This option only applies to standard-universe jobs.

fetch_files = file1, file2, ...

If your job attempts to access a file mentioned in this list, Condor will automatically copy the whole file to the executing machine, where it can be accessed quickly. When your job closes the file, it will be copied back to its original location. This list uses the same syntax as compress_files, shown above.

This option only applies to standard-universe jobs.

append_files = file1, file2, ...

If your job attempts to access a file mentioned in this list, Condor will force all writes to that file to be appended to the end. Furthermore, condor_submit will not truncate it. This list uses the same syntax as compress_files, shown above.

This option may yield some surprising results. If several jobs attempt to write to the same file, their output may be intermixed. If a job is evicted from one or more machines during the course of its lifetime, such an output file might contain several copies of the results. This option should be only be used when you wish a certain file to be treated as a running log instead of a precise result.

This option only applies to standard-universe jobs.

local_files = file1, file2, ...

If your job attempts to access a file mentioned in this list, Condor will cause it to be read or written at the execution machine. This is most useful for temporary files not used for input or output. This list uses the same syntax as compress_files, shown above.

local_files = /tmp/*

This option only applies to standard-universe jobs.

file_remaps = < `` name = newname ; name2 = newname2 ... ''>

Directs Condor to use a new filename in place of an old one. name describes a filename that your job may attempt to open, and newname describes the filename it should be replaced with. newname may include an optional leading access specifier, local: or remote:. If left unspecified, the default access specifier is remote:. Multiple remaps can be specified by separating each with a semicolon.

This option only applies to standard-universe jobs.

If you wish to remap file names that contain equals signs or semicolons, these special chracaters may be escaped with a backslash.

This option only applies to standard-universe jobs.

Example One:
Suppose that your job reads a file named dataset.1. To instruct Condor to force your job to read other.dataset instead, add this to the submit file:
file_remaps = "dataset.1=other.dataset"
Example Two:
Suppose that your run many jobs which all read in the same large file, called very.big. If this file can be found in the same place on a local disk in every machine in the pool, (say /bigdisk/bigfile,) you can instruct Condor of this fact by remapping very.big to /bigdisk/bigfile and specifying that the file is to be read locally, which will be much faster than reading over the network.
file_remaps = "very.big = local:/bigdisk/bigfile"
Example Three:
Several remaps can be applied at once by separating each with a semicolon.
file_remaps = "very.big = local:/bigdisk/bigfile ; dataset.1 = other.dataset"
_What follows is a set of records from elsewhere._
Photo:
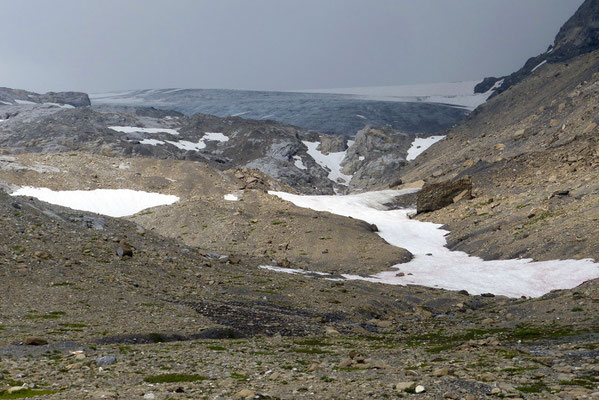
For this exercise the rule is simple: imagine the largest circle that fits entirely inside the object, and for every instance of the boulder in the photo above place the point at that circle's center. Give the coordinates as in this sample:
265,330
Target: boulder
435,196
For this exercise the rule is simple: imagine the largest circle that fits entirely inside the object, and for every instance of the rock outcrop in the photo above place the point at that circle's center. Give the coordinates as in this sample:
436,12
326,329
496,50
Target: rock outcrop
435,196
579,35
16,96
377,154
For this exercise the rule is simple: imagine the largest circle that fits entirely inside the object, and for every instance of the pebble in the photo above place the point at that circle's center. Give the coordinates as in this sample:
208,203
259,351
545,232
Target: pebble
402,386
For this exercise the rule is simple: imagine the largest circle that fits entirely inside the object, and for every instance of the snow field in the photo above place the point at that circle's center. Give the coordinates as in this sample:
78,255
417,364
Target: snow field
331,162
181,144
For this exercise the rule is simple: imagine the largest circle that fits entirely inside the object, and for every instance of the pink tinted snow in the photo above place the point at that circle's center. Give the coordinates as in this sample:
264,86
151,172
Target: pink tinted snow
433,264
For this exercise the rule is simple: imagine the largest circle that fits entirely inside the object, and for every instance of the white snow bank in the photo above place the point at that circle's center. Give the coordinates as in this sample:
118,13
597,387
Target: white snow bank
152,142
331,162
187,145
454,93
59,105
111,202
434,265
421,144
215,136
298,161
136,129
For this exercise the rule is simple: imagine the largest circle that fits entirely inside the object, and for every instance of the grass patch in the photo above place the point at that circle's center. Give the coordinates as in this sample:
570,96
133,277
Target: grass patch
311,350
170,378
23,394
521,206
312,342
157,338
588,382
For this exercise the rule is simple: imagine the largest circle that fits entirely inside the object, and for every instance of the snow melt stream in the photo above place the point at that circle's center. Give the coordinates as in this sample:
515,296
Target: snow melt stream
433,264
111,202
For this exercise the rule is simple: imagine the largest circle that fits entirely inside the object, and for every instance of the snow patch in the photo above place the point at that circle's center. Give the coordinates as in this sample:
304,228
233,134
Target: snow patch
215,136
421,144
111,202
331,162
454,93
231,197
433,264
152,142
59,105
136,129
538,66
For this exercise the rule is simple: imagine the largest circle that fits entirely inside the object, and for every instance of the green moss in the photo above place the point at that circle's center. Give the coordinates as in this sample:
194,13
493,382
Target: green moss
170,378
157,338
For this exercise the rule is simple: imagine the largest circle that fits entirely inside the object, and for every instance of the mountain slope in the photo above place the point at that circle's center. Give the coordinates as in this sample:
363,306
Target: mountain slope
532,153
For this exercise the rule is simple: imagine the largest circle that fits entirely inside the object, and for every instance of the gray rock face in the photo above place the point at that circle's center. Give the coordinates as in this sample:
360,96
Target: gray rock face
375,157
435,196
579,35
332,144
271,147
75,99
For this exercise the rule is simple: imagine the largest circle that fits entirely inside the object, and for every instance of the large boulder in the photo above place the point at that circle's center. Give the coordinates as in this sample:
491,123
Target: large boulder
435,196
376,157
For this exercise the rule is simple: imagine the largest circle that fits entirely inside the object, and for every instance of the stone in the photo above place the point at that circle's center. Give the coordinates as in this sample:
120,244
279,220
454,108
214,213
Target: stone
103,395
435,196
464,195
403,386
590,127
15,389
105,360
35,341
245,394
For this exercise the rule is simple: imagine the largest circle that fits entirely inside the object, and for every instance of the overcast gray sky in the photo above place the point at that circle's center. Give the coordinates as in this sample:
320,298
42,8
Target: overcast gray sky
101,45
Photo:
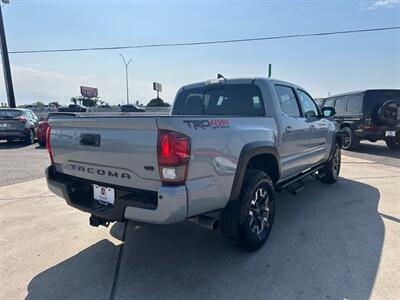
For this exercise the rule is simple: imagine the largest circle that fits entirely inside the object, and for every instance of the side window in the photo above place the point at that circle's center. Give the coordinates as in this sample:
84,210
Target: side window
307,103
355,104
287,100
340,105
28,114
329,102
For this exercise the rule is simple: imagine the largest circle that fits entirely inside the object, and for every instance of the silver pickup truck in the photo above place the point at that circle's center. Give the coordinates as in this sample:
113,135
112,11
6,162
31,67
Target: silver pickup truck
217,160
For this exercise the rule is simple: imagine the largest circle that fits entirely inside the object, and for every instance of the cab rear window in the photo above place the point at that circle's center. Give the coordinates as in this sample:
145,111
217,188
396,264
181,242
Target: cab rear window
231,99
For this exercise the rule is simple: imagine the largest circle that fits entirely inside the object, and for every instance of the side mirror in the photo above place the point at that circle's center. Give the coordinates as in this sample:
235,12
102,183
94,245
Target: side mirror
310,114
328,111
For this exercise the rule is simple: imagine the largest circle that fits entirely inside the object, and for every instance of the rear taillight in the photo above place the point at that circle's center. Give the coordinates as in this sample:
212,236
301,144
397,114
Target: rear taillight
22,118
48,144
173,153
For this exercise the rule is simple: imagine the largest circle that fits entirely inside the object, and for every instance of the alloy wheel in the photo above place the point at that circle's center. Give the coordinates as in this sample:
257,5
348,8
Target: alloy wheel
259,212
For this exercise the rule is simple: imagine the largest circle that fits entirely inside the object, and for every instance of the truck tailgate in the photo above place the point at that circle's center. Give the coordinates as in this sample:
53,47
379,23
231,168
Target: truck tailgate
117,150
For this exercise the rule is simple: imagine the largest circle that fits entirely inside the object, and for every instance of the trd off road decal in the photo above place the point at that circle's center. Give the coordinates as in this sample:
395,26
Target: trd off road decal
204,124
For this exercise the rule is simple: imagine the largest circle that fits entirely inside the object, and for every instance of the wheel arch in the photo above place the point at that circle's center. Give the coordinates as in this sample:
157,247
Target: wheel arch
257,155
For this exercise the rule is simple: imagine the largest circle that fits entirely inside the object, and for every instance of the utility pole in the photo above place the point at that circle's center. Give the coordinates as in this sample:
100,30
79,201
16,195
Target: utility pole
126,77
6,62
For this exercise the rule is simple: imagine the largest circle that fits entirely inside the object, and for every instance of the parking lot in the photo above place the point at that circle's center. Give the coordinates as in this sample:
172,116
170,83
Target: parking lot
328,242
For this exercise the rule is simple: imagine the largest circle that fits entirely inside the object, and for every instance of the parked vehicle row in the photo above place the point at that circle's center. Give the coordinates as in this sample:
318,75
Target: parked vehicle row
367,115
18,124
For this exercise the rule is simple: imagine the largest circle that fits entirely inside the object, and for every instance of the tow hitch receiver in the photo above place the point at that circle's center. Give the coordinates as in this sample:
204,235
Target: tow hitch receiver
96,221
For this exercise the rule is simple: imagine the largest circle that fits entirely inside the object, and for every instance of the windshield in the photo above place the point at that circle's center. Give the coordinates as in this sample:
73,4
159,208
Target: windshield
10,113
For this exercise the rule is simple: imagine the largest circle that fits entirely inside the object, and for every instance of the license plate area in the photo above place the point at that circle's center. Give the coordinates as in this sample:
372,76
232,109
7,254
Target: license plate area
390,133
104,195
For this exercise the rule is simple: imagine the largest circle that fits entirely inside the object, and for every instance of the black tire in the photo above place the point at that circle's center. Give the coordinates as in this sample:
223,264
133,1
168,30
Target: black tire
247,221
42,143
30,137
393,144
330,172
350,141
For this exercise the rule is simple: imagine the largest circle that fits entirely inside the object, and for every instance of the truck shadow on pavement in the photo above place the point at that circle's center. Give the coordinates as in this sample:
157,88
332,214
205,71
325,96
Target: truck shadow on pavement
326,243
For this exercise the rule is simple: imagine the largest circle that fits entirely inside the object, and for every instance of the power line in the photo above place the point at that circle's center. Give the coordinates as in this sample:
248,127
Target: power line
208,42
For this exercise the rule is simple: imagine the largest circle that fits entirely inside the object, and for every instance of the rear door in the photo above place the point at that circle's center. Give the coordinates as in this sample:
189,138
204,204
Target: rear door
11,120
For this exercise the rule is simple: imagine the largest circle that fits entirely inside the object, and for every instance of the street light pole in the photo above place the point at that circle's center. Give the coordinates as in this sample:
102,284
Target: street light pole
126,77
6,62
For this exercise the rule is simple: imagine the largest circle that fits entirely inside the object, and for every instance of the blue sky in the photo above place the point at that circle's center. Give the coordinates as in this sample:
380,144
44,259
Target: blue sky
322,65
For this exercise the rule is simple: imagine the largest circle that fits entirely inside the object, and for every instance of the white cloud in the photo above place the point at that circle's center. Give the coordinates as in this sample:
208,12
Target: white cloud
383,3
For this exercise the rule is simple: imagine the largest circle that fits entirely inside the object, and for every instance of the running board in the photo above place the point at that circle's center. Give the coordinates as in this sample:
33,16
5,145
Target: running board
294,185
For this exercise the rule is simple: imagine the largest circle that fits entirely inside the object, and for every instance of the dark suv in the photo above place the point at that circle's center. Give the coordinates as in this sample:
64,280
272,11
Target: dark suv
19,124
368,115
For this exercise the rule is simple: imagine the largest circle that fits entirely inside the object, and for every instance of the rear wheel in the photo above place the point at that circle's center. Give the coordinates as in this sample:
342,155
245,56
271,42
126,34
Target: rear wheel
330,172
393,144
247,221
30,137
349,140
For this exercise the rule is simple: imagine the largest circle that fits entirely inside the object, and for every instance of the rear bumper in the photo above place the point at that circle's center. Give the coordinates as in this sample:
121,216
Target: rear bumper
167,206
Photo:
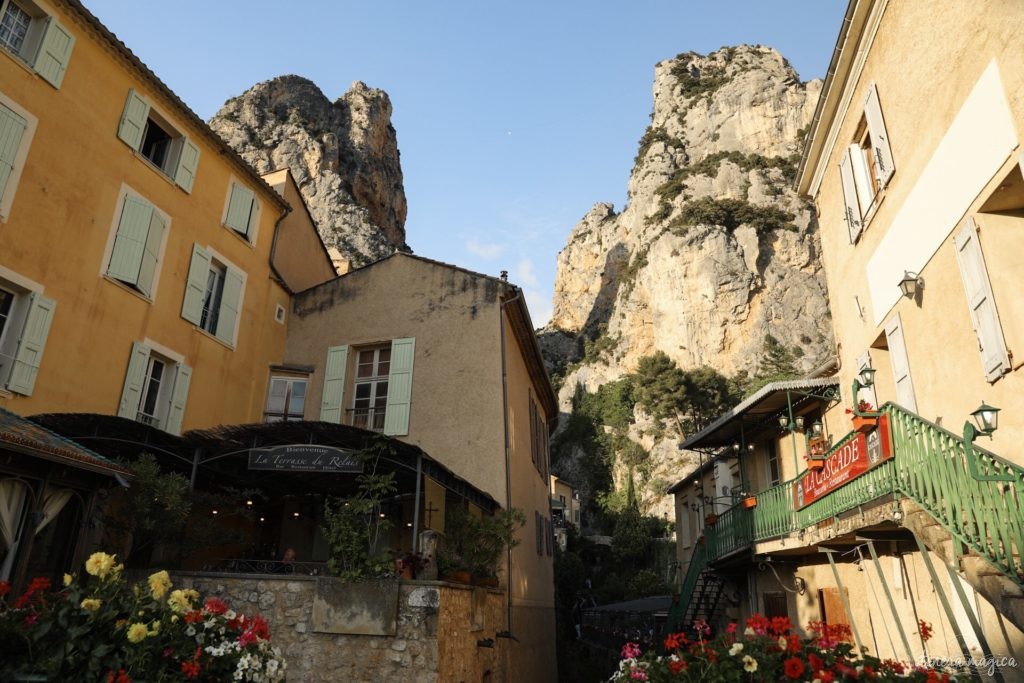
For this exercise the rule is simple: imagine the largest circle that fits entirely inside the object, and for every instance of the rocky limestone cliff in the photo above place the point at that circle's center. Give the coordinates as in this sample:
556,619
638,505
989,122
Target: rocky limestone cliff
344,156
715,249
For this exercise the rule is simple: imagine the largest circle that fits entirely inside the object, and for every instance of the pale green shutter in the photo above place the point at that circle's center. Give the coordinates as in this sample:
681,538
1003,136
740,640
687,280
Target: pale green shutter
187,162
230,299
399,387
30,346
11,130
129,244
199,272
151,253
131,396
178,397
133,120
334,383
54,52
240,209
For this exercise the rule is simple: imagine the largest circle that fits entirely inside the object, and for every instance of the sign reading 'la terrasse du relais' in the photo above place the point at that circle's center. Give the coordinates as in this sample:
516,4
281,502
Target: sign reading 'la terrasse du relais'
847,463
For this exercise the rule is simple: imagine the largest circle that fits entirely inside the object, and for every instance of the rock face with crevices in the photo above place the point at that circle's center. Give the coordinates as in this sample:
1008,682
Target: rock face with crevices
715,250
343,155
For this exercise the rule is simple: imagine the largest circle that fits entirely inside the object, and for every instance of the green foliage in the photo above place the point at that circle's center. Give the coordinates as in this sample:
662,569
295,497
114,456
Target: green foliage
353,526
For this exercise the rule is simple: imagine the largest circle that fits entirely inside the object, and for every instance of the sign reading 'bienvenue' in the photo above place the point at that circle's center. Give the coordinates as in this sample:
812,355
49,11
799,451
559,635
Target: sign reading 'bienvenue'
304,458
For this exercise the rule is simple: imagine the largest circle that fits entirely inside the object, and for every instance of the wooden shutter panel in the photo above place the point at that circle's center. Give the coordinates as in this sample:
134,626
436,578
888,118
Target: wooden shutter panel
853,217
187,163
199,270
901,365
230,301
178,397
54,52
131,395
240,209
30,347
11,131
334,383
129,244
399,387
880,138
151,253
984,317
133,120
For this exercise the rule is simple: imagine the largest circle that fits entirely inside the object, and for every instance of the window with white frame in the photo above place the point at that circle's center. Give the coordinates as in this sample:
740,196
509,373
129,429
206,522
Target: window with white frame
36,38
25,325
286,399
866,167
156,388
158,140
138,244
213,295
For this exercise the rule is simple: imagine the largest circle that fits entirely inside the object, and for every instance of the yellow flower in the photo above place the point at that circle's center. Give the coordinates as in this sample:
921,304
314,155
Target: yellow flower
137,633
91,604
160,583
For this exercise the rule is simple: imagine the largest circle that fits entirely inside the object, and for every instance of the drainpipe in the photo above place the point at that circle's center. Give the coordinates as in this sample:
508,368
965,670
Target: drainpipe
508,449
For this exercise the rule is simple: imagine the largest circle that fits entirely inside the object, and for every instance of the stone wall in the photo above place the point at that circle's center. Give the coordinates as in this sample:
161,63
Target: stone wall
435,638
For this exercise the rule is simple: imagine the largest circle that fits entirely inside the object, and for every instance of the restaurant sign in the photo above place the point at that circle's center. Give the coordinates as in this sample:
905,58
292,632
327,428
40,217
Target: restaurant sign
845,464
304,458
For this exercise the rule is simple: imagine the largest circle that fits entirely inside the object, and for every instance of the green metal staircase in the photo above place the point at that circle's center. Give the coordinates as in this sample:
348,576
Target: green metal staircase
966,503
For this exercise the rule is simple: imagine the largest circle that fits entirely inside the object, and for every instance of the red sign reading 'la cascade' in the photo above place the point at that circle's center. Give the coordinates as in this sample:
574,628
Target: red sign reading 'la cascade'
847,463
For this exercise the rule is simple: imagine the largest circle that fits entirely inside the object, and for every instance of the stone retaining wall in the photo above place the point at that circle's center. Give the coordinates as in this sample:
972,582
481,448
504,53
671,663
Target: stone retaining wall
435,637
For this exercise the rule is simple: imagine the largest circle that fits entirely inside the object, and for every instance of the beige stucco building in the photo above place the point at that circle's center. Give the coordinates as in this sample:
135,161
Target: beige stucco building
445,359
913,162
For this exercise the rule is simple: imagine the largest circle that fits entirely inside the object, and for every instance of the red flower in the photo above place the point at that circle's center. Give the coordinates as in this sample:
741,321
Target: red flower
793,668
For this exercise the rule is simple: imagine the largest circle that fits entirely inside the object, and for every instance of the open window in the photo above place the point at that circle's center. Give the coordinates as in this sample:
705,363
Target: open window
158,140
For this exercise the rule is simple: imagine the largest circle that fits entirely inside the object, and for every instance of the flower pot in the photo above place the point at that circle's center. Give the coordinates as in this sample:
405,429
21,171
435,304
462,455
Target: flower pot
864,425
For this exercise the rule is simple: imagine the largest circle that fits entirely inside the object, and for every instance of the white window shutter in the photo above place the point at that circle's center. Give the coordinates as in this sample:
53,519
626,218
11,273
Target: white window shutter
880,138
151,253
133,120
334,384
11,130
187,163
54,52
852,206
178,398
199,270
129,244
901,365
984,317
131,395
30,347
230,301
399,387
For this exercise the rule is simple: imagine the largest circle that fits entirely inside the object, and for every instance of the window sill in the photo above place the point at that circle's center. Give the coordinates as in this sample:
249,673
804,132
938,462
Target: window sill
128,288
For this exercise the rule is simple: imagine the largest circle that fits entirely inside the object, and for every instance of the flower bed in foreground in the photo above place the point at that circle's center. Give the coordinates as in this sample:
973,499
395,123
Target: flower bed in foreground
102,629
767,650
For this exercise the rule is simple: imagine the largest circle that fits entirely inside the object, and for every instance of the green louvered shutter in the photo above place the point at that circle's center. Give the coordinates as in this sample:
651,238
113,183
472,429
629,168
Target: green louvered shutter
54,52
230,300
134,379
178,397
151,253
133,120
187,162
240,209
129,245
199,271
334,383
11,130
30,346
399,387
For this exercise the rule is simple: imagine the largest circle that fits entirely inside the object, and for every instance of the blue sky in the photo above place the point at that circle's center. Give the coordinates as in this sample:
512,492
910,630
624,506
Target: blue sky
513,119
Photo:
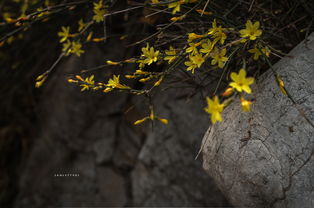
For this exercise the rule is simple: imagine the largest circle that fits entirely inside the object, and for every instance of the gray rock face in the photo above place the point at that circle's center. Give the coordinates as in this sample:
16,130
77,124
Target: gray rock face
264,158
166,173
119,164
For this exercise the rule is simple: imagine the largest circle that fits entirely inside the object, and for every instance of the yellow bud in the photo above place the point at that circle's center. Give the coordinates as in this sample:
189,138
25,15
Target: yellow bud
245,104
38,84
129,76
129,61
227,92
79,78
140,121
112,62
141,72
163,120
89,37
173,19
98,39
72,81
200,11
158,82
108,89
40,77
281,85
193,36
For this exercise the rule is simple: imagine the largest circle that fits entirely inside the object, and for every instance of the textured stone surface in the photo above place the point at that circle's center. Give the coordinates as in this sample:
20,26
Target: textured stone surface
264,158
119,164
166,173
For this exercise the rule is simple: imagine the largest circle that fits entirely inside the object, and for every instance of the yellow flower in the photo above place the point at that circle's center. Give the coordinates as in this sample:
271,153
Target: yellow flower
89,82
171,55
150,55
151,117
175,6
76,48
174,19
252,30
220,36
65,33
241,82
140,121
245,104
66,47
99,15
193,36
214,28
193,48
214,108
82,25
40,80
163,120
115,83
207,47
195,62
257,52
99,11
219,57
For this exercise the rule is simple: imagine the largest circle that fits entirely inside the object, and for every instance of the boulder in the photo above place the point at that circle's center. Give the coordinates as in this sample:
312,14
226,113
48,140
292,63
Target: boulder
264,158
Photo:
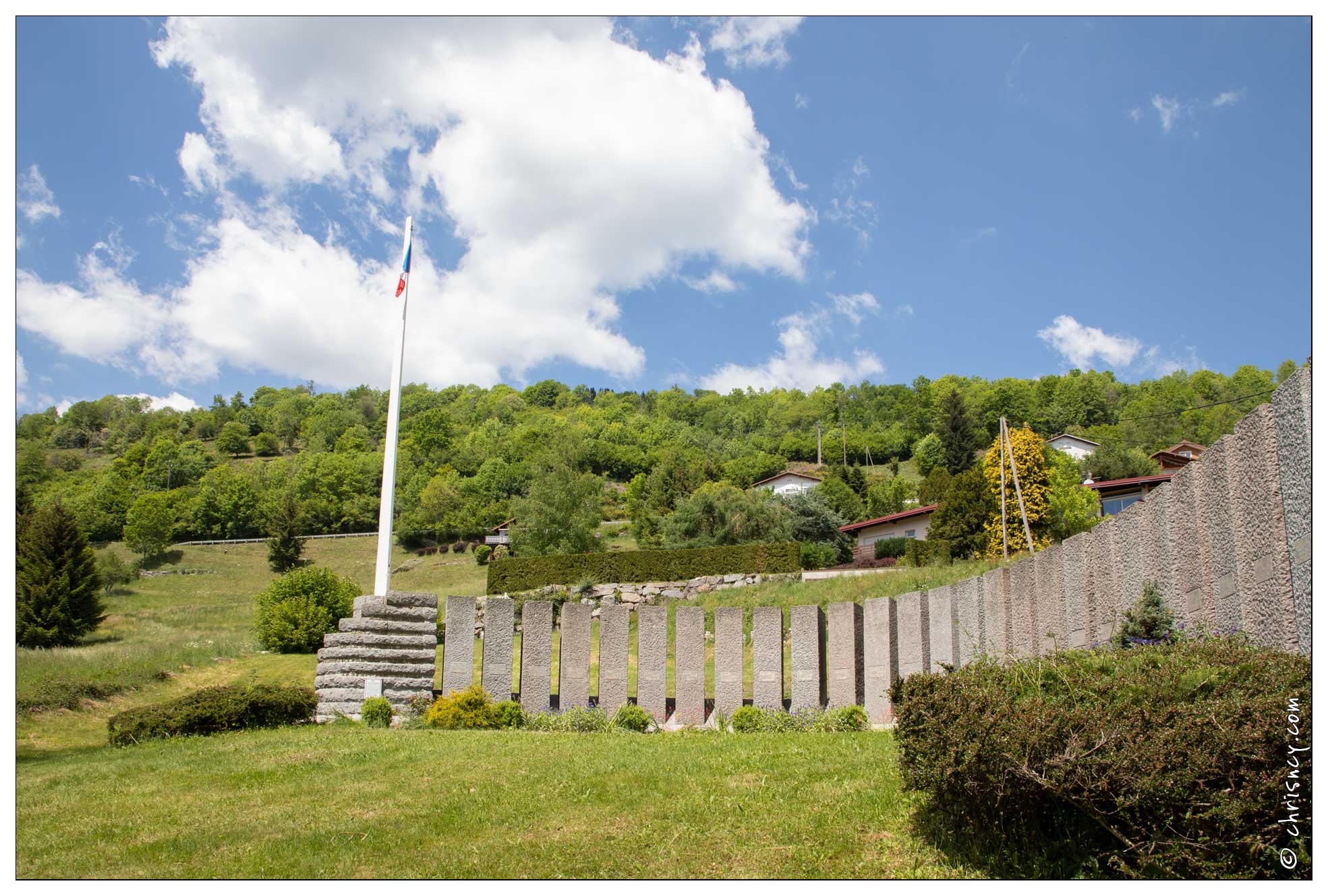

buffer_files = < `` name = (size,block-size) ; name2 = (size,block-size) ... '' >
buffer_size = <bytes-in-buffer>
buffer_block_size = <bytes-in-block>
Condor keeps a buffer of recently-used data for each file a job accesses. This buffer is used both to cache commonly-used data and to consolidate small reads and writes into larger operations that get better throughput. The default settings should produce reasonable results for most programs.

These options only apply to standard-universe jobs.

If needed, you may set the buffer controls individually for each file using the buffer_files option. For example, to set the buffer size to 1MB and the block size to 256KB for the file 'input.data', use this command:

buffer_files = "input.data=(1000000,256000)"

Alternatively, you may use these two options to set the default sizes for all files used by your job:

buffer_size = 1000000
buffer_block_size = 256000

If you do not set these, Condor will use the values given by these two config file macros:

DEFAULT_IO_BUFFER_SIZE = 1000000
DEFAULT_IO_BUFFER_BLOCK_SIZE = 256000

Finally, if no other settings are present, Condor will use a buffer of 512KB and a block size of 32KB.

rendezvousdir = <directory-path>
Used to specify the shared-filesystem directory to be used for filesystem authentication when submitting to a remote scheduler. Should be a path to a preexisting directory.

x509directory = <directory-path>
Used to specify the directory which contains the certificate, private key, and trusted certificate directory for GSS authentication. If this attribute is set, the environment variables X509_USER_KEY, X509_USER_CERT, and X509_CERT_DIR are exported with default values. See section 3.9 for more info.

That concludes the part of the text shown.